I doubt that any Christmas Adjournment debate would be complete without a speech about road safety. In the short time available, 1 want to talk about the dangers posed by motorists who drive while simultaneously holding telephones—especially those who charge along the motorway with one hand on the steering wheel and the other holding a car phone, and those who try to guide their cars around roundabouts steering with their knees or elbows because they are using one had to key in a number and the other hand to hold the dialling mechanism.
I have raised this matter a number of times. Sometimes I have been referred to the highway code, which states:
Do not use a hand held microphone or telephone handset while your vehicle is moving except in an emergency".
It is obvious to me from what I see every day that that sound advice is being flagrantly ignored—and it is only advice; it has no statutory backing.
When I have mentioned the problem to the Department of Transport, I have been told that it can be dealt with adequately by existing legislation, namely section 3 of the Road Traffic Act 1988, which covers driving without due care and attention and driving without reasonable consideration for other road users. I have also been referred to the Road Vehicles (Construction and Use) Regulations 1986, which make it an offence not to be in proper control of a vehicle.
It is true that the existing legislation provides a statutory basis for prosecutions, but that is possible only when the danger has already been caused. It tackles the problem of those who drive carelessly, but does not address itself to the reasons for that careless driving. We need measures that will prevent, or curb, the dangerous practice that may cause accidents, before those accidents happen.
All car telephones should be equipped with remote loudspeakers and microphones, so that drivers can hear and be heard without having to hold receivers to their ears. Secondly, all care telephones should have preprogrammed short-call dialling facilities or voice-activated dialling, so that drivers can make calls without having to hold the dialling mechanism in their hands or take their eyes of the road.
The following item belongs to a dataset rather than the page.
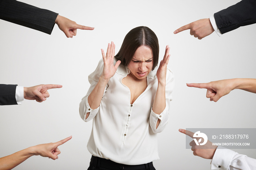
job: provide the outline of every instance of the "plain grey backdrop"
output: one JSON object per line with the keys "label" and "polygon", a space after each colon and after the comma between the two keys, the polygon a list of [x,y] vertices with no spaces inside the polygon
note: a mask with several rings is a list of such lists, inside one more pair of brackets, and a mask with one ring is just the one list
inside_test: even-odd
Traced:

These are very modest requirements: many car telephones already in use are already so equipped, and I think that they all should be.
It is evident from the response to my representations that the Department of Transport is not persuaded by my arguments; I predict, however, that in time it will change its mind. In the 1990s, up to 5 million car telephones are likely to be in use; if we include portable personal phones which can be used in cars, the figures will be far higher before the decade is out. That means that, for part of almost every journey, the vehicle involved will be driven with only one hand.
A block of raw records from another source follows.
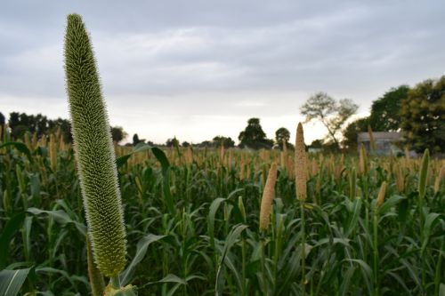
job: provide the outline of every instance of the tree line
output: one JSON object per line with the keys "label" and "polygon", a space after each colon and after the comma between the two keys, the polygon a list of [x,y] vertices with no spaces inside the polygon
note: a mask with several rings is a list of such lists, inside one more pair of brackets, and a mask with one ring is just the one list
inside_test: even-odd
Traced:
{"label": "tree line", "polygon": [[[368,116],[351,122],[358,108],[350,99],[336,100],[322,92],[312,95],[300,108],[300,113],[306,117],[306,122],[320,122],[328,134],[314,140],[310,147],[336,151],[356,150],[358,133],[370,129],[373,132],[401,132],[404,144],[417,152],[426,148],[433,152],[445,152],[445,76],[436,80],[423,81],[412,88],[406,84],[392,88],[372,102]],[[4,116],[0,112],[0,124],[4,124]],[[60,129],[63,140],[72,141],[71,126],[67,119],[48,119],[41,114],[12,112],[8,126],[13,139],[22,139],[26,132],[36,133],[39,138]],[[128,136],[121,126],[112,126],[111,135],[117,143]],[[260,119],[256,117],[247,120],[247,125],[239,132],[238,140],[239,148],[282,149],[286,145],[293,148],[287,128],[279,128],[275,132],[275,139],[268,139]],[[139,139],[137,133],[134,134],[133,142],[125,145],[135,146],[141,142],[166,147],[235,147],[235,141],[231,137],[222,135],[195,144],[187,141],[180,143],[176,137],[168,139],[165,144],[155,144]]]}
Another menace that looms on the horizon is the use of portable photocopiers and fax machines in motor cars. The hon. Member for Crewe and Nantwich (Mrs. Dunwoody) seems astonished, but I can inform her that the machines are positioned on the front passenger seat, and plugged into the cigarette lighter. It may be a convenient facility for a salesman or indeed a politician in a hurry, but there is also too great a temptation to operate the photocopier or fax machine while driving.
Before long, we may have television sets in motor cars. At the moment, they are confined to the back seats of luxury motor cars, but the time may come when they take their place alongside radios on the fascia boards of family motor cars. That will pose a massive threat to road safety. The Secretary of State for Transport ought to take that threat extremely seriously. I urge the Leader of the House to pass to the Secretary of State the message that road safety figures will suffer dramatically unless something is done to stamp out this menace.